Appareil à base de graphène. Crédit :UNIGE
Les ondes térahertz couvrent des gammes de fréquences entre le spectre infrarouge (utilisé, par exemple, pour la vision nocturne) et les ondes gigahertz (qui trouvent leur application, Parmi d'autres, dans les connexions Wi-Fi). Les ondes térahertz permettent la détection de matériaux indétectables à d'autres fréquences. Cependant, l'utilisation de ces ondes est fortement limitée par l'absence de dispositifs et de matériels adaptés permettant de les contrôler. Chercheurs à l'Université de Genève (UNIGE), en collaboration avec l'École polytechnique fédérale de Zurich (ETHZ) et deux équipes de recherche espagnoles, ont développé une technique basée sur l'utilisation du graphène, ce qui permet un contrôle potentiellement très rapide de l'intensité et de la polarisation de la lumière térahertz. Cette découverte, Présenté dans Communication Nature , ouvre la voie à une utilisation pratique des ondes térahertz, notamment pour l'imagerie et les télécommunications.
Le graphène est une couche atomique unique d'atomes de carbone qui forment un réseau en nid d'abeille. On le trouve par exemple dans le graphite, constituant principal des crayons. Au Département de physique de la matière quantique de la Faculté des sciences de l'UNIGE, L'équipe d'Alexey Kuzmenko travaille depuis plusieurs années sur les propriétés physiques du graphène. "L'interaction entre le rayonnement térahertz et les électrons dans le graphène est très forte et nous sommes donc arrivés à l'hypothèse qu'il devrait être possible d'utiliser le graphène pour gérer les ondes térahertz, " explique Kuzmenko.
Travaillant dans le cadre du projet européen Graphene Flagship, des scientifiques ont fabriqué un transistor à base de graphène adapté aux ondes térahertz. "En combinant le champ électrique, qui permet de contrôler le nombre d'électrons dans le graphène et laisse ainsi passer plus ou moins de lumière, avec le champ magnétique, qui courbe les orbites électroniques, nous avons pu contrôler non seulement l'intensité des ondes térahertz, mais aussi leur polarisation, " commente Jean-Marie Poumirol, membre de l'équipe de recherche de l'UNIGE et premier auteur de l'étude. "Il est rare que des effets purement électriques soient utilisés pour contrôler les phénomènes magnétiques." Les scientifiques sont désormais capables d'appliquer un tel contrôle sur une gamme complète de fréquences térahertz.

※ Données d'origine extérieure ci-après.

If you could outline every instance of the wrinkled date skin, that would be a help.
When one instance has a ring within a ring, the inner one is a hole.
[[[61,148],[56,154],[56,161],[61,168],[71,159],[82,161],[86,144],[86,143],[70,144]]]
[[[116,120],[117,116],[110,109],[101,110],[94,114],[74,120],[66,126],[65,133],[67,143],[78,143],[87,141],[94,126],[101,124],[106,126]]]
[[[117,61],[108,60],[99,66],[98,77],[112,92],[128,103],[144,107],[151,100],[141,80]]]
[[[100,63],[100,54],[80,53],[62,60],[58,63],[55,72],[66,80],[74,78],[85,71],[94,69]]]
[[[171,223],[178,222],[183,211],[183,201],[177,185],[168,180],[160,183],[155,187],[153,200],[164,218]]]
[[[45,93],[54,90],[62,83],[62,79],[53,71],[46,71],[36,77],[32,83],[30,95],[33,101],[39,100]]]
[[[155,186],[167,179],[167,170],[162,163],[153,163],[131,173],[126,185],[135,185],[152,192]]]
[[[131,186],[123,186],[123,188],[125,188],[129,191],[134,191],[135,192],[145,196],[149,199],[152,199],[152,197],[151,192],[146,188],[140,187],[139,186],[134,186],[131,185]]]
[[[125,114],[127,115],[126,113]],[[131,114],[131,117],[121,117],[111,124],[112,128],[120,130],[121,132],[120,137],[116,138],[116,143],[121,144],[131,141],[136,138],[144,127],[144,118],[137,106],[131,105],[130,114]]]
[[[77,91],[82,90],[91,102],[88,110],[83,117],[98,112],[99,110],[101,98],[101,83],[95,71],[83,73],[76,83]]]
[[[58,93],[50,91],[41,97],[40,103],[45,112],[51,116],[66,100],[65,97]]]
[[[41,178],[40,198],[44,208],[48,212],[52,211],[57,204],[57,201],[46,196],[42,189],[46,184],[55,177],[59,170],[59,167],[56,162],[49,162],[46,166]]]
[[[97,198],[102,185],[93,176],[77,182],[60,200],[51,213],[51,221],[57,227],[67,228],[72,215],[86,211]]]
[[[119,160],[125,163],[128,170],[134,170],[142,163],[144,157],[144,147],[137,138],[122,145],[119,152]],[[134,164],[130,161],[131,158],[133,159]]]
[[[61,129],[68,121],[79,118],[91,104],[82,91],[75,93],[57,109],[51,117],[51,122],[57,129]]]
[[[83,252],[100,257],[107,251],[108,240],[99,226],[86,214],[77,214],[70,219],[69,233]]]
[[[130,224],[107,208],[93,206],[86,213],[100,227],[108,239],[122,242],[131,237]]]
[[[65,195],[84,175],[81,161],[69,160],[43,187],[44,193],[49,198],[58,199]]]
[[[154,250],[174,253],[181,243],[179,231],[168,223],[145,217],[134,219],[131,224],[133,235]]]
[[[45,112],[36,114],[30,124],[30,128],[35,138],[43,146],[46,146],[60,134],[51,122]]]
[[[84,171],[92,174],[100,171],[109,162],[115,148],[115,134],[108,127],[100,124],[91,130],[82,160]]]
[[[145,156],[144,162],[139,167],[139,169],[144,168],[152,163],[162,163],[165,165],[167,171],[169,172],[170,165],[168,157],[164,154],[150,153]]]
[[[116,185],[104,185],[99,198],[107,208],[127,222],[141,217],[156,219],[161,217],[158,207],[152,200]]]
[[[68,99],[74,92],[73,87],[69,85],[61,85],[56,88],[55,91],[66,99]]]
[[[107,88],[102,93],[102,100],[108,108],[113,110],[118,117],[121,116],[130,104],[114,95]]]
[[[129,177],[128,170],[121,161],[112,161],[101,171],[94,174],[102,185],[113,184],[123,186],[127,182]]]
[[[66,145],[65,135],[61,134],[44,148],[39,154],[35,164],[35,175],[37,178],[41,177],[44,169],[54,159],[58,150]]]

Applications pratiques des ondes térahertz
Aujourd'hui, l'objectif de l'équipe de recherche de l'UNIGE est de passer du prototype, et développer des applications pratiques et de nouvelles opportunités en contrôlant les ondes térahertz. Leur objectif est de rendre les ondes térahertz compétitives industriellement dans les prochaines années. Il existe deux principaux domaines d'application pour cette innovation, le premier étant les communications. "En utilisant un film de graphène associé à des ondes térahertz, nous devrions être potentiellement capables d'envoyer des informations entièrement sécurisées à des vitesses d'environ 10 à 100 fois plus rapides qu'avec le Wi-Fi ou les ondes radio, et le faire en toute sécurité sur de courtes distances, " explique Poumirol. Cela présenterait un avantage non négligeable dans les télécommunications. Le deuxième domaine d'application est celui de l'imagerie. Etant non ionisant, les ondes térahertz n'altèrent pas l'ADN et sont donc très utiles en médecine, biologie et pharmacie. En outre, le contrôle de la polarisation circulaire des ondes térahertz permettra de distinguer les différentes symétries (gauche ou droite) des molécules biologiques, qui est une propriété très importante dans les applications médicales. Par ailleurs, il y a potentiellement une application très puissante de ces vagues dans la sécurité intérieure. Kuzmenko continue, "Les ondes térahertz sont stoppées par les métaux et sont sensibles aux plastiques et aux matières organiques. Cela pourrait conduire à des moyens plus efficaces de détection des armes à feu, drogues et explosifs transportés par des individus, et pourrait peut-être servir d'outil pour renforcer la sécurité des aéroports."